Thursday, 21 May 2020

Finance versus Economics


There is a lot of confusion, it seems to me, over what the economy really is. A good working definition is the production and distribution of goods and services. Prosperity occurs when there is a high level of production and distribution of goods and services that people want. In a free market, the price system sends a clear signal as to what people want. When governments interfere, by quotas, or by subsidies, or even by point of sale taxes, prices can get distorted and send the wrong signal. I well remember my introduction to shopping behind the Iron Curtain many years ago. It was at a department store in Bratislava. There was a skimpy selection of basics, but an abundance of fur coats. Rows and rows of them. Without a free market pricing system to send out the signals, manufacturers had no reliable measure of the market. They didn’t know what to make.

A similar confusion appears in government response to the current economic downturn. In Canada, our governments are flooding the country with cash. Our problem is a sharp decrease in the production of goods and services; the distribution systems are still working more or less. Throwing cash at the problem isn’t going to resolve it. Although more energetic, this is the same tactic used about 11 years ago in response to the then collapsing financial and manufacturing industries.
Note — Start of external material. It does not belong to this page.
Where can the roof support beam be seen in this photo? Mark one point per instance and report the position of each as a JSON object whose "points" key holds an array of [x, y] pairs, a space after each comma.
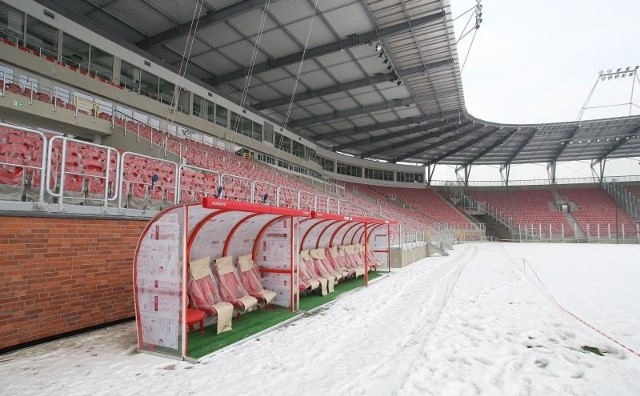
{"points": [[430, 170], [505, 170], [353, 40], [392, 135], [418, 139], [518, 150], [206, 20], [268, 104], [564, 146], [390, 104], [491, 147], [551, 172], [619, 143], [384, 125], [464, 146], [440, 143]]}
But back then, the problem was a balance sheet problem. It was liquidity. Part of it was rising current liabilities versus current assets. In other words, depleted and negative working capital. Another problem was that many assets had lost significant value: loans that had been made to debtors who became insolvent, real estate that had lost much of its value, and financial derivatives that had evaporated into money heaven. In short, equity had disappeared. Pumping cash into impaired balance sheets helped.

Today, the problem is primarily an income statement problem, not a balance sheet one.  Revenues are down because people aren’t working to produce and people aren’t buying. Giving those businesses money helps them stay in business a little longer, but is just an exercise in kicking the can down the road. People are not inclined to spend the money if they don’t have to. I think we will look back to 2020 and see that government largesse rapidly inflated the M1 money supply, but did not stem the declining velocity of money. And it is the velocity that is more important. I think we are seeing a financial fix being applied to an economic problem, and it will not work.